= Indigenous peoples and the UN-REDD Program in Panama =

Me Agency

Following a series of disputes regarding the participation of indigenous peoples in the Panama UN-REDD National Programme, the National Coordinating Body of the Indigenous Peoples of Panama (COONAPIP) announced their withdrawal from the climate change mitigation program on February 25, 2013. COONAPIP, which brings together the country's seven indigenous peoples and their 12 traditional indigenous representative structures, cited a failure to ensure guarantees of respect for indigenous rights and the full and effective participation of indigenous peoples, and a breach of agreements made during the process of the program's approval. In March 2013, the Panama UN-REDD National Programme was suspended pending the results of an independent investigation and evaluation. The dispute was highlighted as an important development in the broader context of global policy efforts to implement initiatives to Reduce Emissions from Deforestation and Degradation (REDD+), which were at the time grappling with issues around the participation of indigenous peoples and forest communities in related initiatives, including the implementation of Free, Prior and Informed Consent. Preliminary results of an independent investigation and evaluation commissioned by the UN-REDD Programme were published, as well as a study of the conflict by a Central American non-governmental research center.

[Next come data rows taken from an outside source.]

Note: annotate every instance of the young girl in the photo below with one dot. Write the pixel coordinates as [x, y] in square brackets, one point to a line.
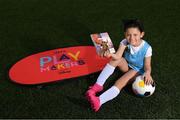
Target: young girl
[133, 58]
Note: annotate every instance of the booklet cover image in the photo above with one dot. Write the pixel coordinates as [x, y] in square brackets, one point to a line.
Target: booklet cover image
[102, 43]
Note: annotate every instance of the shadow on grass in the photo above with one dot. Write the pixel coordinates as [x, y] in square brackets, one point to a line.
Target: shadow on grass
[79, 101]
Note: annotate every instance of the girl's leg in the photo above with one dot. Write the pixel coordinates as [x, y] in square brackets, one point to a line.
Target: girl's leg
[111, 93]
[104, 75]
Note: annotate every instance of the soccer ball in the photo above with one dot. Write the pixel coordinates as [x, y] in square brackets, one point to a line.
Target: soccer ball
[141, 89]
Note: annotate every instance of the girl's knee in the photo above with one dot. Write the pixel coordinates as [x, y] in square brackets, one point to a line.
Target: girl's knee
[115, 63]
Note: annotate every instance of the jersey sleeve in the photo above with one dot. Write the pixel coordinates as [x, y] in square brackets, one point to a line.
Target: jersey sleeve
[149, 52]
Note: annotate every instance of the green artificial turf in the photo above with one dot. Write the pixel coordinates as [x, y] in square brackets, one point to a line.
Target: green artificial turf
[31, 26]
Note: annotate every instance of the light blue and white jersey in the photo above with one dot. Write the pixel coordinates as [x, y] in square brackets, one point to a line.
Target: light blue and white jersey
[136, 59]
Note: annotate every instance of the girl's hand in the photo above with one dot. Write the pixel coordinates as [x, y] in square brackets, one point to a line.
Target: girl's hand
[148, 79]
[107, 54]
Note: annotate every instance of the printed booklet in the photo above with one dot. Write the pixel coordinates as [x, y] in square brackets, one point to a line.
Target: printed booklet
[102, 43]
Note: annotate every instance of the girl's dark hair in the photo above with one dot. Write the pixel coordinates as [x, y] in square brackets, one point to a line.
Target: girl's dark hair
[133, 23]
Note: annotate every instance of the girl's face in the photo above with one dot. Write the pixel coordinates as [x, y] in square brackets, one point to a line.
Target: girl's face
[133, 36]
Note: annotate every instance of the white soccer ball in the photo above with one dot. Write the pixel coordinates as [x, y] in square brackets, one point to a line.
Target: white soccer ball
[141, 89]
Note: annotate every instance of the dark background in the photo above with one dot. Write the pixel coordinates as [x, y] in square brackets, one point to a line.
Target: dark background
[31, 26]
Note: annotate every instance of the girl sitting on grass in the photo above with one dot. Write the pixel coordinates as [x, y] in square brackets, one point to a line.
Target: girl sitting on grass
[133, 58]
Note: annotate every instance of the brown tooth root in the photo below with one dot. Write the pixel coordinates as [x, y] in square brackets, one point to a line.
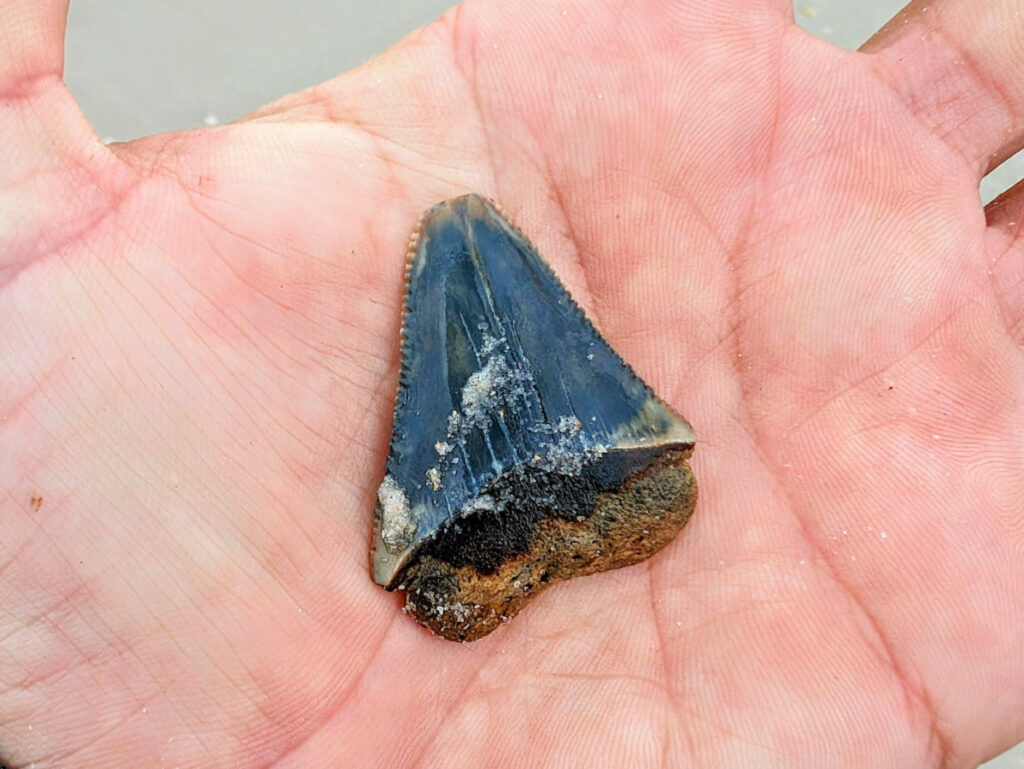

In December 2013, the Panama UN-REDD National Programme was reopened following an agreement between the Panama Government, through its National Environmental Authority (ANAM), and indigenous peoples, through the National Coordinating Entity of Indigenous Peoples in Panama (COONAPIP). This was realized through extensive consultations between ANAM and COONAPIP to resolve issues and develop an Environmental Agenda between indigenous peoples and the ANAM, which includes a revised result framework of the UN-REDD National Joint Programme of Panama. The General Assembly of COONAPIP, which took place on 29 November 2013 in Playa Muerto, in the Darien province of Panama, approved the Environmental Agenda jointly developed between ANAM and COONAPIP.

On the reopening of the National Programme in Panama, Candido Mezua, President of COONAPIP said, "We feel satisfied that the process followed with ANAM will help us to correct issues, and COONAPIP is going to engage again in the Programme." He added, "It is time to trust again".

Mezua emphasized that REDD+ had to be conducted with full respect for the rights of indigenous peoples, asking for the support of UN agencies to ensure that rights such as free, prior and informed consent (FPIC) are respected and appropriate grievance mechanisms are made available for indigenous peoples. He further underscored the complexities and nuances of REDD+ and offered COONAPIP's contribution to national REDD+ efforts.

In December 2013, the UN-REDD Programme Policy Board congratulated Panama on its progress towards resolving the differences with the National Coordinating Body of Indigenous Peoples in Panama (COONAPIP) and announced the approval of a no-cost extension of Panama's National UN-REDD Programme until June 2015. The extension was approved together with a review of the new results framework of the Programme and with the full agreement of COONAPIP, who co-presented on a panel with the Government of Panama's National Environment Authority (ANAM) at the Eleventh Meeting of the UN-REDD Programme Policy Board, which took place from 9–10 December 2013 in Geneva.

The UN-REDD Programme Policy Board, composed of representatives of partner countries, indigenous peoples and civil society, donor countries and UN agencies, was deeply appreciative of the progress made in Panama and of the joint efforts of COONAPIP, ANAM and the UN-REDD Programme to resolve the conflict. Members noted that the experiences in Panama provided valuable lessons for other REDD+ countries and highlighted the importance of strong stakeholder engagement processes.